Necrotizing vasculitis is a rare condition that involves inflammation of the walls of the blood vessels.
Vasculitis - necrotizing
Necrotizing vasculitis may occur in rheumatoid arthritis and is commonly seen with systemic lupus erythematosus, polyarteritis nodosa, and scleroderma.
It is very rare in children.
The cause of the inflammation is unknown, but is likely related to autoimmune factors. The tissues become necrotic (dead). The wall of the vessel may scar and thicken. The vessel may close, interrupting blood flow to the tissues supplied by that blood vessel. The lack of blood flow will cause death of the tissues.
Necrotizing vasculitis may affect any blood vessel in the body.
- Skin lesions
- Papule (small, solid, and raised lesion)
- Red or purple colored
- Located on the legs, hands, or other parts of the body
- Fingers that change color (blue fingers or toes)
- Tissue death due to lack of oxygen
- Pain or tenderness in the area
- Skin redness
- Ulcers that do not heal
- Joint pain
- Abdominal pain
- Pain, numbness, tingling in an arm, leg, or other body area
- Changes or decrease in function of an arm, leg, or other body area
Additional symptoms that may be associated with this disease:
- Swallowing difficulty
- Speech impairment
- Leg pain
- Muscle contractions
- Muscle atrophy
- Movement difficulty
- Painful menstruation
- Hoarseness or changing voice
- Pupils that are different size
- Eyelid drooping
Note: Symptoms vary depending on the location of the affected vessels.
Exams and Tests
The doctor will perform a physical exam.
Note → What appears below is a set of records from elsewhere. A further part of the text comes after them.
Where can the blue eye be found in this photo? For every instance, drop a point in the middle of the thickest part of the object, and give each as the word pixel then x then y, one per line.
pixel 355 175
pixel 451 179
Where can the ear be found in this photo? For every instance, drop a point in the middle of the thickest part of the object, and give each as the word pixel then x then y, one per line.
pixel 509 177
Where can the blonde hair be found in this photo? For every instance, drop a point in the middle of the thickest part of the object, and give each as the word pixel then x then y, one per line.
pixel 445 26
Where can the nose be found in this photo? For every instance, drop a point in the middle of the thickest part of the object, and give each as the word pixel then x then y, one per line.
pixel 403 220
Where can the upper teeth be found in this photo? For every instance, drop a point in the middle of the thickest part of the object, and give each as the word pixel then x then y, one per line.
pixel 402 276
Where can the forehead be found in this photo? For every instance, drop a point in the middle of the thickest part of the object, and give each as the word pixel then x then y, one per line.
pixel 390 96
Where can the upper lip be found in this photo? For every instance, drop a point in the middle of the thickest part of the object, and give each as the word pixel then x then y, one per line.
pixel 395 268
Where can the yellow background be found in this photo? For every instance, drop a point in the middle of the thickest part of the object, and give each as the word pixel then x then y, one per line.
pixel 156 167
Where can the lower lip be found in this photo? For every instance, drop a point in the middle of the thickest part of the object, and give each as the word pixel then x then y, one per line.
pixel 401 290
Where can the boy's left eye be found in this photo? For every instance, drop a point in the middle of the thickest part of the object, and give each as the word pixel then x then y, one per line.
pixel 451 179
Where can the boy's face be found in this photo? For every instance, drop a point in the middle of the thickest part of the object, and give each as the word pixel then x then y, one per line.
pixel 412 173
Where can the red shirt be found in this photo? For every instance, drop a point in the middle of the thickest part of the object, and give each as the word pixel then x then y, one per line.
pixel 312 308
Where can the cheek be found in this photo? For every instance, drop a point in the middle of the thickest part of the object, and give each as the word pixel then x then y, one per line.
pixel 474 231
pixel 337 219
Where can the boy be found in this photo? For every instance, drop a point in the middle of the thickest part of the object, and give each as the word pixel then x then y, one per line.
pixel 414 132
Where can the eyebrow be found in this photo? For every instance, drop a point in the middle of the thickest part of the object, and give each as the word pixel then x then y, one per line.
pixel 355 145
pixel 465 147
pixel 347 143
A neurological examination may show signs of nerve damage.
Tests that may be done include:
- Biopsy of the muscle, organ, tissue or nerve biopsy
- Chest x-ray
- Sedimentation rate
- Hepatitis blood test
- Blood test for antibodies against neutrophils (ANCA antibodies)
Corticosteroids (given in low doses) or other drugs that suppress the immune system may reduce inflammation of the blood vessels.
The outcome varies with the location of the vasculitis and the severity of tissue damage.
- Permanent damage to the structure or function of the affected area
- Secondary infections of necrotic tissues
When to Contact a Medical Professional
Call your health care provider if symptoms of necrotizing vasculitis develop.
Emergency symptoms include weakness, swallowing difficulty, speech problems, changes in pupil size, and loss of function of an arm or leg or other body part.
There is no known way to prevent this disorder.